Fundamentally, VoIP is a technology that requires a broadband connection to transmit data. In fact, the connection is a major part of what makes VoIP affordable iptv subscription. Simply put, the PSTN (Public Switched Telephone Network) that has been around since Lassie was helping Timmy get out of the well did its job well, but it was designed in a completely different era. In fact, the PSTN of today is a significant evolution of that ancient network, but it is still an anachronism when compared to the Internet.

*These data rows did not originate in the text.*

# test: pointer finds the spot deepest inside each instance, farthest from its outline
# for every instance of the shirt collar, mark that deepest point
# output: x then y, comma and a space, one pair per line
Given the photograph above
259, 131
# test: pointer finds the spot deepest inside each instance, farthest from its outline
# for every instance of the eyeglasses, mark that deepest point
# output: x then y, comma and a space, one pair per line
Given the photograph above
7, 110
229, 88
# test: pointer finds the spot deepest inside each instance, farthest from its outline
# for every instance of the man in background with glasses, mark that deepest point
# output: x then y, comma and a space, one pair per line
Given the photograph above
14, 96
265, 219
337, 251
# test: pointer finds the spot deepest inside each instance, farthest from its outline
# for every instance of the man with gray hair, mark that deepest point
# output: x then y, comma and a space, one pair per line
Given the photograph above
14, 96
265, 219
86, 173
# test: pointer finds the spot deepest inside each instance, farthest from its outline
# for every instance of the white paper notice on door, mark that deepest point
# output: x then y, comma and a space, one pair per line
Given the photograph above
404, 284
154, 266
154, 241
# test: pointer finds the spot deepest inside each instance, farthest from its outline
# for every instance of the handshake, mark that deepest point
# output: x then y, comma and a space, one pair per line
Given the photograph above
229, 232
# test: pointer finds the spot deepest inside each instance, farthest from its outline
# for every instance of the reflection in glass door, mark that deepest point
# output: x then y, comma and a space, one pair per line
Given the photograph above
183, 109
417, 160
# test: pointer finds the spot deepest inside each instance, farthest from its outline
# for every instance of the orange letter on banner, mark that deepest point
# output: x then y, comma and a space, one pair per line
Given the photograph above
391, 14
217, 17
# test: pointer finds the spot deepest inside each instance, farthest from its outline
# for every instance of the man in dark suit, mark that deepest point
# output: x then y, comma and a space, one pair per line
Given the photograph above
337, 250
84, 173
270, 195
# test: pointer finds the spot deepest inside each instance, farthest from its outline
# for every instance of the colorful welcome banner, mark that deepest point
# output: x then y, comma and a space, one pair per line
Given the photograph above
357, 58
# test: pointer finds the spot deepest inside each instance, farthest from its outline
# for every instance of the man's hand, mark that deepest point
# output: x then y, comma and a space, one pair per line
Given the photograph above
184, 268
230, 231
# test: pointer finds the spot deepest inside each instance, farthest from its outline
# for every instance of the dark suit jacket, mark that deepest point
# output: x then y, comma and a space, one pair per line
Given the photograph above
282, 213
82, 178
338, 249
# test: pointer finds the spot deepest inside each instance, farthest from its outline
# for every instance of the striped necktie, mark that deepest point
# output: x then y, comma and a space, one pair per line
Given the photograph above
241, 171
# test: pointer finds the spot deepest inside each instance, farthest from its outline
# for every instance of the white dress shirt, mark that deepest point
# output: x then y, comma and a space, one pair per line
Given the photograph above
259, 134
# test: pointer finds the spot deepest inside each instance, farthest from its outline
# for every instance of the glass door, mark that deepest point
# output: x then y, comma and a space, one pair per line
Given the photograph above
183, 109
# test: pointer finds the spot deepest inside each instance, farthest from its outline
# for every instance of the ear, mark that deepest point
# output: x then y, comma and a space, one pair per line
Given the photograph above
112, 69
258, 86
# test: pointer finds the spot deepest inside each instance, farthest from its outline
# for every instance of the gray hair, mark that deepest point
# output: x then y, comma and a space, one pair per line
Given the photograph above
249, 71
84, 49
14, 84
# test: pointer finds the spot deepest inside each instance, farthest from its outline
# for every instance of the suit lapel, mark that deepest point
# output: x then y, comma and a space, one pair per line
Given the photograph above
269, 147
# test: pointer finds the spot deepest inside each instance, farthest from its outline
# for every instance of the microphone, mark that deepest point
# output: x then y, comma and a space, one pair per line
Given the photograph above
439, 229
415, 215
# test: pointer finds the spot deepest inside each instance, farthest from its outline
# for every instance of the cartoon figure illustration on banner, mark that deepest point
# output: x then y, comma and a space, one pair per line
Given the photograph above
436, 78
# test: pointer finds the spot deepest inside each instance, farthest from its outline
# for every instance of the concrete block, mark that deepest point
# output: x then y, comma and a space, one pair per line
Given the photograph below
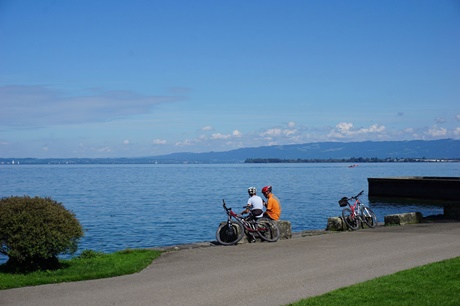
452, 211
402, 219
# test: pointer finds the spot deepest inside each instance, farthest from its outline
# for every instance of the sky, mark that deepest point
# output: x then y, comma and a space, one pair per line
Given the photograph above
81, 78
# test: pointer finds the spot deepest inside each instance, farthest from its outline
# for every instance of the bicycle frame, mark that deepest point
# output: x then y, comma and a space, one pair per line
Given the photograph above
232, 231
247, 225
358, 213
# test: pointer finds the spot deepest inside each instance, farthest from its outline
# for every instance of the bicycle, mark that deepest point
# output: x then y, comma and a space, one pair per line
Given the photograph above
355, 214
233, 230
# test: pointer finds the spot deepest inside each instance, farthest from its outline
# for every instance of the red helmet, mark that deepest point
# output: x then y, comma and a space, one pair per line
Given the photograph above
267, 189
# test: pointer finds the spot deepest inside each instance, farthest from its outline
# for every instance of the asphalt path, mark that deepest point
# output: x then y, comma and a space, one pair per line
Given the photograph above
259, 273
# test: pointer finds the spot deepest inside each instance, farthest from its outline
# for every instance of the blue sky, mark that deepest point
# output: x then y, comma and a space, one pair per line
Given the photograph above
143, 78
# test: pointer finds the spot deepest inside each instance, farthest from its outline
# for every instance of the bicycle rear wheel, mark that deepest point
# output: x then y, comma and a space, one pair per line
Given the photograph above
369, 217
229, 233
268, 230
351, 221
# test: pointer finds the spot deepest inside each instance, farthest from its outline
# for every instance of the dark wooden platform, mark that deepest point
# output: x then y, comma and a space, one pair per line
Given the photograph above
417, 187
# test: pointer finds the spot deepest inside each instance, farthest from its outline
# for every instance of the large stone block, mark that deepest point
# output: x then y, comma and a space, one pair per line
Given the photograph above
402, 219
452, 211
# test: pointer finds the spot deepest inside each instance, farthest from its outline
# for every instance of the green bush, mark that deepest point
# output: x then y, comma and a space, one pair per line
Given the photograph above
34, 231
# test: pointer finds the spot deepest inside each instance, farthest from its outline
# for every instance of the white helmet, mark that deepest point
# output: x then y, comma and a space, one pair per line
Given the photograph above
252, 190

The truth is that the Internet’s flexibility and scalability are both inherent advantages that the PSTN does not share. Not only can data automatically flow along the path of least resistance on the Internet, but it can cross borders with ease. These borders are tightly regulated on the PSTN, and there are tariffs, taxes, and fees that have been litigated on behalf of the old guard PSTN vendors. A more free and open network, the Internet can be used to send multiple types of data at the same time over great distances without running into these fees.
Sending multiple types of data over the network also ensures that the more efficient Internet is never sitting idle by comparison to the PSTN. Since both networks consumer energy when idle, this makes the Internet a green alternative to the aging PSTN. In fact, some of the old guard PSTN vendors are jumping ship, such as AT&T. AT&T is also using its IPTV and DSL technologies to deliver a fusion of services that it calls U-verse, but they are far from the only provider to be pairing technologies together.
Do not believe the hype, even if it comes directly from Verizon. The company is indeed continuing to expand into new markets despite some previous comments from executives. Why is the nation’s largest fiber optic network waffling on the issue of expansion? That is a difficult question to answer, but it could very well be that the latest round of government incentives and the pressure to compete with Google’s upcoming gigabit fiber service have something to do with it.
In fact, Verizon recently demonstrated that their existing fiber optic infrastructure could almost hit the 1Gbps mark in real-world tests, not just those conducted in a lab. While the conditions may have been somewhat controlled, the fact is that fiber optics lend themselves to easy upgrades compared to metal wires. This fact may have a lot to do with why Verizon FiOS availability continues to expand; once laid, the fiber optic cables rarely need to worked on and won’t need to be upgraded in the foreseeable future if even in our lifetimes. That is just how much overhead fiber optics possess as a medium for data transmissions.
Of course, the government incentives to carriers to expand their network might have a lot to do with why and when vendors choose to expand their networks. Certainly a few well-selected grants or concessions to Verizon could have been the impetus to see Verizon FiOS availability expand so soon after company PR representatives claimed that no more expansions were in the works. Could it be possible that the federal government’s plans are actually bringing ultra-high speed broadband connections to the country sooner than planned? If so, Verizon could be poised to take over a major portion of the market due to their existing expertise and proven marketing techniques.